Edited by Richard M. Reid
In early 1863, in the aftermath of Abraham Lincoln’s Emancipation Proclamation, Massachusetts began recruiting black soldiers to serve in the Civil War. Although the first regiment formed, the 54th Massachusetts, would become the best-known black regiment in the war, the second regiment raised, the 55th Massachusetts Volunteer Infantry, performed equally valuable service in the Union Army.
Burt Green Wilder, a Boston-born, Harvard-educated doctor-in-training, was among the first white officers commissioned to staff the 55th Massachusetts. Like other officers serving in the state’s African American units, Wilder was selected for his military experience, his “firm Anti-Slavery principles,” and his faith in the value of black troops. From the time he joined the 55th in May 1863 until the regiment was discharged in September 1865, Wilder recorded his experiences and observations.

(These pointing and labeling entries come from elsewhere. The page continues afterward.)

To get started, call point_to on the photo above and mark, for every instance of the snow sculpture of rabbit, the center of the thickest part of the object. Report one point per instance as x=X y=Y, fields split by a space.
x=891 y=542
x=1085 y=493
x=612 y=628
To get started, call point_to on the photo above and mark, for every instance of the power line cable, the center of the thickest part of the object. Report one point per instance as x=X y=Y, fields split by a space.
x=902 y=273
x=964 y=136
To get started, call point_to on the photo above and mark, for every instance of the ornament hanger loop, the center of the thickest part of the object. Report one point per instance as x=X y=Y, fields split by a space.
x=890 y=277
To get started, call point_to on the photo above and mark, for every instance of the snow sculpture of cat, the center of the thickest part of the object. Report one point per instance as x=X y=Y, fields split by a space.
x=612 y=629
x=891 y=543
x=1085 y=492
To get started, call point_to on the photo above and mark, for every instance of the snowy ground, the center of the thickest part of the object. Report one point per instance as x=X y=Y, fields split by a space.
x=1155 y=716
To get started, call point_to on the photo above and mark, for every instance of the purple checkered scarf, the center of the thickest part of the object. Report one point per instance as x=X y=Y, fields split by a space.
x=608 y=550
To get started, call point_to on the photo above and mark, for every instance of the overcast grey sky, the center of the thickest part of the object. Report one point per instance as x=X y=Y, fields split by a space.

He described the day-to-day activities of a Civil War surgeon, the indignities suffered by black enlisted men at the hands of a War Department that denied them the same treatment offered to white troops, and the role of the regiment in the campaign around Charleston and in Florida.
Service in the southern states also allowed Wilder to indulge a passion for natural science and comparative anatomy, including the collection of unusual species, one of which—the spider known as Nephila wilderi—still bears his name. After the war he completed his medical studies at Harvard and joined the faculty of Cornell University, where he became a distinguished professor of zoology as well as an outspoken advocate of racial equality.
In his introduction to the volume, Richard M. Reid analyzes Burt Wilder’s diary and places it within the context of the war, the experience of African American troops, and Wilder’s life and career.